晩年を狙う大場葉三の正体は、おそらく原作もドラマも見ていない方にもバレバレだっただろうな…と。
登場人物がかなり削られている上に、当人の雰囲気も佇まいも怪しすぎるんですが仮にも謎解き物として演出はあれで良かったんでしょうか。。
過去パートを散々引っ張った割には、田中敏雄が晩年を求め続けた動機も説明不足で終わったし。。あの火事の中、燃えた晩年は彼と彼の祖父にとってどんなものだったのか。彼は祖父の死に何を思ったのか。掘り下げられるのかと思ったら触れられず終いで肩すかしを喰らいました。

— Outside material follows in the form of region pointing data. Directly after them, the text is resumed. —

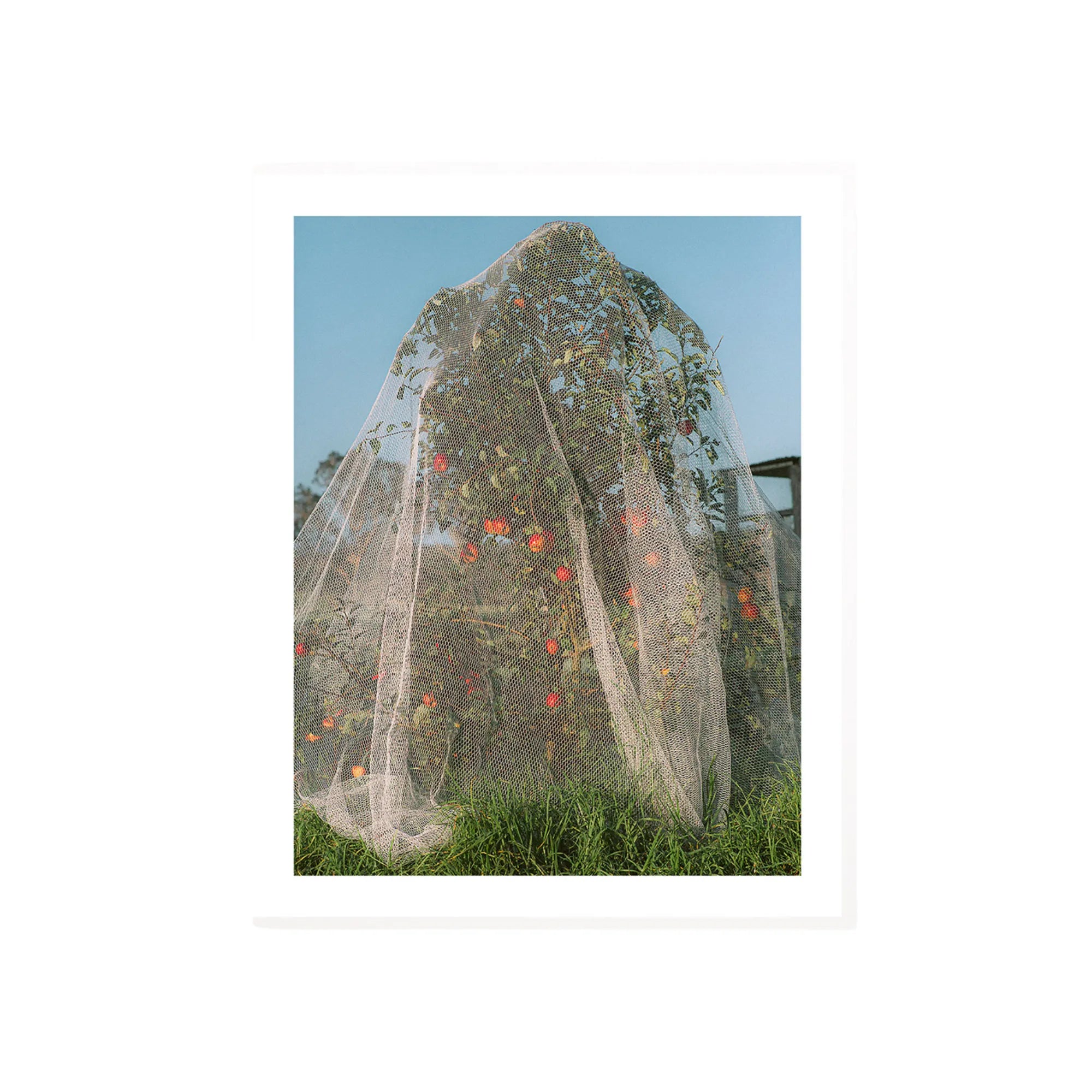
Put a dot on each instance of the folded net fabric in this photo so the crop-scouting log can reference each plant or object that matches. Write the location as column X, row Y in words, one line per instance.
column 544, row 560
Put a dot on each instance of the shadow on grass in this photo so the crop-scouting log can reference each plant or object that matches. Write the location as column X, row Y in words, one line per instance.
column 577, row 832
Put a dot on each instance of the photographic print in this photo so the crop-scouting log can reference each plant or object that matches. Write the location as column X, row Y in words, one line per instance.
column 548, row 607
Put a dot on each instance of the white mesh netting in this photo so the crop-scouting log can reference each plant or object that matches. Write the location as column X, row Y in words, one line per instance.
column 544, row 559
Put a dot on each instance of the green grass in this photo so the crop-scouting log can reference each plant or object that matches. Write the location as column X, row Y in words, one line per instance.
column 577, row 832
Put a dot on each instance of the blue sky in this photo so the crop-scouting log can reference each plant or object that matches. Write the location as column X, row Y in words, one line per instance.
column 362, row 281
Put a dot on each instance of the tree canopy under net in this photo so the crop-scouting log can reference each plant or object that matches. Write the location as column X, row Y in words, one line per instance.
column 544, row 560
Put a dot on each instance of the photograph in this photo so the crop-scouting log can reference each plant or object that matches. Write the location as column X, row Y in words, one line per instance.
column 548, row 547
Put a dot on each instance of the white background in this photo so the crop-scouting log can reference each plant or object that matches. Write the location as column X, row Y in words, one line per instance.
column 824, row 894
column 137, row 434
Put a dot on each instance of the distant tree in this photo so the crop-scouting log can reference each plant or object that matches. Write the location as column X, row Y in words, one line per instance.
column 307, row 498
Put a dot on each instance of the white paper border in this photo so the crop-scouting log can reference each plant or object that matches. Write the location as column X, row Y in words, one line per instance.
column 824, row 896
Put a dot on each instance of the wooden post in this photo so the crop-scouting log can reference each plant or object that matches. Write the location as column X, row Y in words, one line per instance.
column 794, row 481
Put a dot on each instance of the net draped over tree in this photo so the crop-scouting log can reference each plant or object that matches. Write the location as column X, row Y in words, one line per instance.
column 543, row 560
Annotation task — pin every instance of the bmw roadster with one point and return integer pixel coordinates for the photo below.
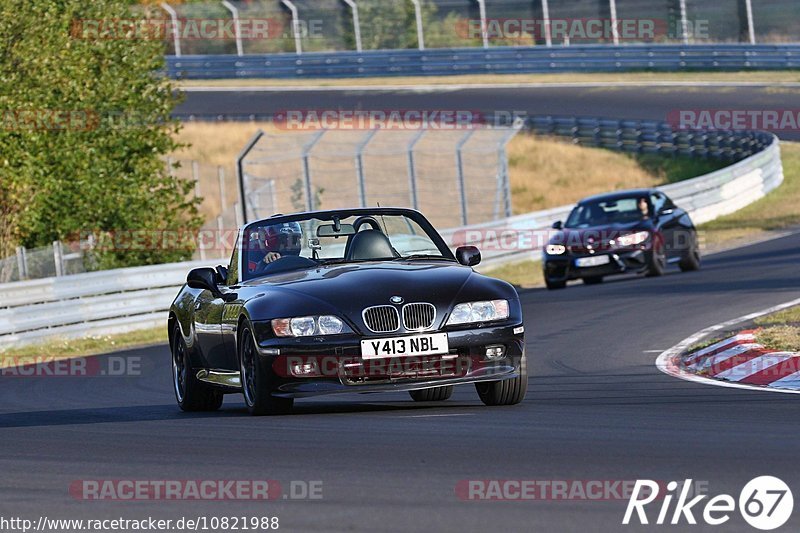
(358, 300)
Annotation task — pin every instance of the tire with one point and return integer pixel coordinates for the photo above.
(554, 285)
(691, 260)
(506, 392)
(258, 381)
(434, 394)
(656, 261)
(191, 394)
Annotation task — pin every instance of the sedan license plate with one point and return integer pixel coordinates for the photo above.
(433, 344)
(592, 261)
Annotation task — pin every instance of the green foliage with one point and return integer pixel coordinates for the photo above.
(85, 129)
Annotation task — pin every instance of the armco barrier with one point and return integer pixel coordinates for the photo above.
(500, 60)
(122, 300)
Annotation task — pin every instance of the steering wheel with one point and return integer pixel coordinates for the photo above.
(366, 219)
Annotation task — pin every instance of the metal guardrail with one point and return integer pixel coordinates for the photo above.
(116, 301)
(506, 60)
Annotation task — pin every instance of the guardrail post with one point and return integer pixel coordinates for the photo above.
(356, 23)
(462, 191)
(684, 22)
(307, 170)
(484, 29)
(412, 168)
(420, 30)
(223, 200)
(548, 36)
(240, 174)
(237, 26)
(612, 4)
(22, 262)
(751, 30)
(298, 41)
(176, 27)
(58, 258)
(362, 186)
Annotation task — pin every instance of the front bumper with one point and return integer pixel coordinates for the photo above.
(335, 365)
(563, 268)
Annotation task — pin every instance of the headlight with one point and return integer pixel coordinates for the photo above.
(633, 239)
(308, 326)
(472, 312)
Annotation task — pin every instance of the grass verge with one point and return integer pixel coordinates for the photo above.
(509, 79)
(96, 345)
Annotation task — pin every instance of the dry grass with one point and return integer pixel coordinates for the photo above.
(762, 76)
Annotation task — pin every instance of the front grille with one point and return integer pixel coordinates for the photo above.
(418, 316)
(381, 319)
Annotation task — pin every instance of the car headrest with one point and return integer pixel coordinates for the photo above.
(370, 244)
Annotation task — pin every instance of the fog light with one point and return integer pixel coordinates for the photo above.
(495, 351)
(304, 369)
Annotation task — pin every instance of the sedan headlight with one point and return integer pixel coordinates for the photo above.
(473, 312)
(308, 326)
(633, 239)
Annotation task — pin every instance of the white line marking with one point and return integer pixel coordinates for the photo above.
(665, 363)
(467, 86)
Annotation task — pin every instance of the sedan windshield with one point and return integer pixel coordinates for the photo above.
(607, 212)
(290, 243)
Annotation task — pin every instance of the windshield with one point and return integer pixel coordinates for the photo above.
(607, 212)
(292, 243)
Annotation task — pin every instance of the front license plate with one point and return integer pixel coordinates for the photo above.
(433, 344)
(592, 261)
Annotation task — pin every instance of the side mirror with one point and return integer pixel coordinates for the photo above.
(468, 255)
(205, 279)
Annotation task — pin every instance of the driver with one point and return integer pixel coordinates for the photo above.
(280, 240)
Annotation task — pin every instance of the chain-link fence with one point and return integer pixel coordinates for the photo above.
(455, 177)
(301, 26)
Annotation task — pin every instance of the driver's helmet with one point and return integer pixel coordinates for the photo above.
(285, 238)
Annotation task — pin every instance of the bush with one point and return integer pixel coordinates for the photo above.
(86, 128)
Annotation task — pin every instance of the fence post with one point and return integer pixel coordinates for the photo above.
(362, 186)
(484, 28)
(356, 23)
(684, 22)
(240, 174)
(420, 30)
(412, 168)
(237, 26)
(462, 191)
(750, 27)
(22, 262)
(298, 41)
(223, 201)
(58, 258)
(307, 170)
(548, 36)
(176, 27)
(612, 4)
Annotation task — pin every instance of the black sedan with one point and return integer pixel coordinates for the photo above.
(639, 231)
(358, 300)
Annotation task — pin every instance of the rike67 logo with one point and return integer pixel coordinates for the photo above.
(765, 503)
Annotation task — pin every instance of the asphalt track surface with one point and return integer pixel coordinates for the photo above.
(597, 409)
(643, 102)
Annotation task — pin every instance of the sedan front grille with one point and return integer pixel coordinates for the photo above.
(418, 316)
(381, 319)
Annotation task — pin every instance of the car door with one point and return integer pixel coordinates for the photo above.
(666, 221)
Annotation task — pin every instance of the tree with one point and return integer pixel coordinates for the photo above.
(85, 129)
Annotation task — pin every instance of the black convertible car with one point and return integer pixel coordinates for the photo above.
(637, 231)
(359, 300)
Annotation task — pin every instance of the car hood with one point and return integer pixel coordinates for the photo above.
(346, 289)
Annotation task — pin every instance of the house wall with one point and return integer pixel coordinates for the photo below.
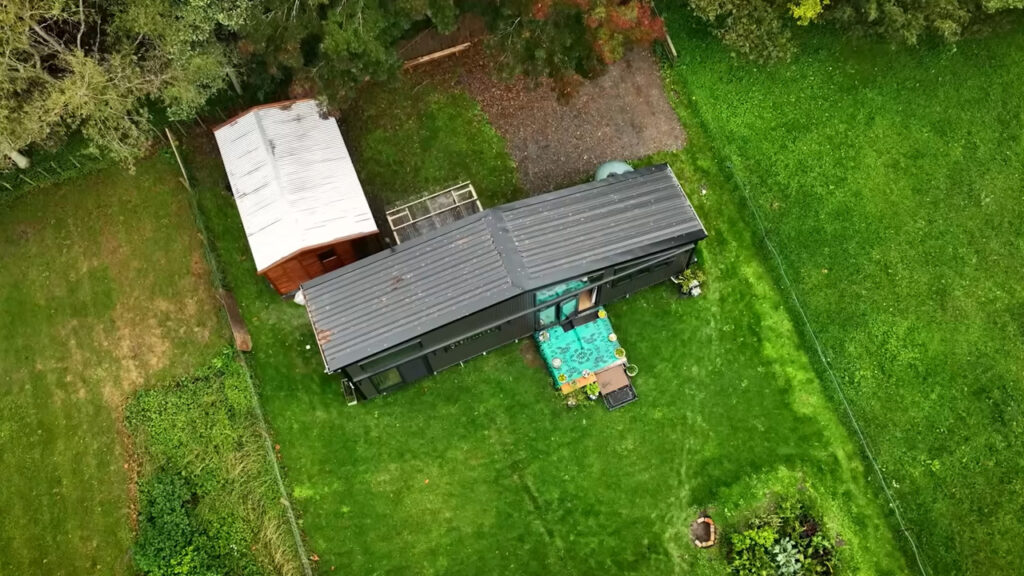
(288, 275)
(497, 326)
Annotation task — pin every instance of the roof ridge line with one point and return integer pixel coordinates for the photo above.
(504, 244)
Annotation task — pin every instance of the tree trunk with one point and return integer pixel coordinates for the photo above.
(22, 160)
(235, 80)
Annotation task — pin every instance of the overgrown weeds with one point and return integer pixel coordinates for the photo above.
(207, 500)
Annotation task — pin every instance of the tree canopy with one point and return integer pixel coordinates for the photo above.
(761, 28)
(102, 66)
(97, 67)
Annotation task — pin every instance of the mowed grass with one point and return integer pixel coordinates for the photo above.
(890, 180)
(102, 286)
(482, 469)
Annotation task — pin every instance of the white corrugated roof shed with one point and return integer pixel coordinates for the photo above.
(293, 180)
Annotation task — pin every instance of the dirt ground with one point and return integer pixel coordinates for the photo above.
(622, 115)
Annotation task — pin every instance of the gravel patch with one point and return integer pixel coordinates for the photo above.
(622, 115)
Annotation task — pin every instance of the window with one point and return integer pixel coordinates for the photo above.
(327, 256)
(567, 309)
(557, 312)
(386, 379)
(395, 356)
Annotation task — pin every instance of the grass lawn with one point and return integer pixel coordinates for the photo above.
(483, 470)
(890, 180)
(102, 287)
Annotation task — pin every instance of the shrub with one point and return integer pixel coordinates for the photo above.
(785, 540)
(207, 504)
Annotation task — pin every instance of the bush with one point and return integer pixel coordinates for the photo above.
(785, 540)
(207, 502)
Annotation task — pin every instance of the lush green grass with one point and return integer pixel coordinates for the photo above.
(483, 470)
(890, 180)
(102, 287)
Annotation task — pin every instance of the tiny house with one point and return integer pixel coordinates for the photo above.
(499, 276)
(301, 204)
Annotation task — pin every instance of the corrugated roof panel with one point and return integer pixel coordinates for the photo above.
(390, 297)
(476, 262)
(293, 180)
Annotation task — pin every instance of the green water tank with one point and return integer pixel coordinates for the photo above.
(610, 169)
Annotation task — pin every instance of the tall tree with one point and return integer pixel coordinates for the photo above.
(566, 39)
(329, 47)
(761, 28)
(96, 65)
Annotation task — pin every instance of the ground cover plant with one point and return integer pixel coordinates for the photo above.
(889, 180)
(102, 288)
(784, 538)
(208, 501)
(483, 468)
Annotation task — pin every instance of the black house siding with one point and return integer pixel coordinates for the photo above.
(503, 324)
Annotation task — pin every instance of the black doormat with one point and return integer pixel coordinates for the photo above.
(621, 397)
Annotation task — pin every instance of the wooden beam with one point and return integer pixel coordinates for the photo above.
(435, 55)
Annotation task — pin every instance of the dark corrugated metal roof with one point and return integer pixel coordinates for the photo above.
(393, 296)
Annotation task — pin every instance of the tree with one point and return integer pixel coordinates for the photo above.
(566, 39)
(96, 66)
(329, 47)
(761, 28)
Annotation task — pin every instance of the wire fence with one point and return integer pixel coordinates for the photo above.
(217, 279)
(819, 350)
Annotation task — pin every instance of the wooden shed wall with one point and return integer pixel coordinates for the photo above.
(288, 275)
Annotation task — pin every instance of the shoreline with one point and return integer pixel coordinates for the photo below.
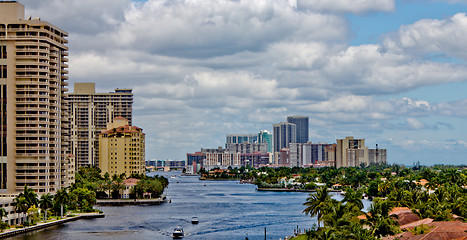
(39, 226)
(290, 190)
(121, 202)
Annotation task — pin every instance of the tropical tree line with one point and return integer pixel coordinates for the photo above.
(439, 193)
(107, 186)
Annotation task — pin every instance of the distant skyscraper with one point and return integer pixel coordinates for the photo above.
(265, 137)
(301, 124)
(34, 124)
(90, 112)
(241, 138)
(284, 133)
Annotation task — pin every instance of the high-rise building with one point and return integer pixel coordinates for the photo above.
(301, 124)
(122, 149)
(34, 125)
(265, 137)
(351, 152)
(284, 133)
(241, 138)
(90, 112)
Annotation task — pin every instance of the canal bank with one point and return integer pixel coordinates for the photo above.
(39, 226)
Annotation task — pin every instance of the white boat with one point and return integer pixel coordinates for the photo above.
(178, 233)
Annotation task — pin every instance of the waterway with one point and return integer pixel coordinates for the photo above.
(225, 209)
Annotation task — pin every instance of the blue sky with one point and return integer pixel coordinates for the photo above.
(391, 71)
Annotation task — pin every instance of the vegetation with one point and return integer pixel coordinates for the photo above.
(99, 186)
(438, 192)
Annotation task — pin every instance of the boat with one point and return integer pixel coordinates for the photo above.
(178, 233)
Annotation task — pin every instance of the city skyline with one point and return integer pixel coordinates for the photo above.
(380, 70)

あと、絹子はギャンブラーで何日も帰って来ない夫の振舞いに耐えていた…という説明が省かれていたので、事情を知らない人が見たら絹子が一方的に悪い妻に見えそうまぁ事情はどうあれ不倫自体ダメなんですけど

原作クライマックスでは栞子さんはもっと古書に貪欲に執着する危うい一面を見せていましたが、映画では真逆の行動をとることによって妹の「本だけじゃ分からないこともあるんだよ」という説教が活きている。栞子さんが人として成長、変化しているように描かれていました。
映画版では大輔が命の危機に追い込まれることで、栞子さんは「命より大切な本より人命を優先させた」ただただ人道的な人として終わりました。(原作栞子さんが非人道的とは言いませんが、したたかな部分を持っていることは確か)
またラストでは大輔がいきなり栞子さんに告白して終わったので、この映画単体で綺麗に纏めたかったんだなという印象。これはもう続編はないでしょうね。

アニメ版をやるという噂を耳にしたので、今度はそちらに期待しようと思います。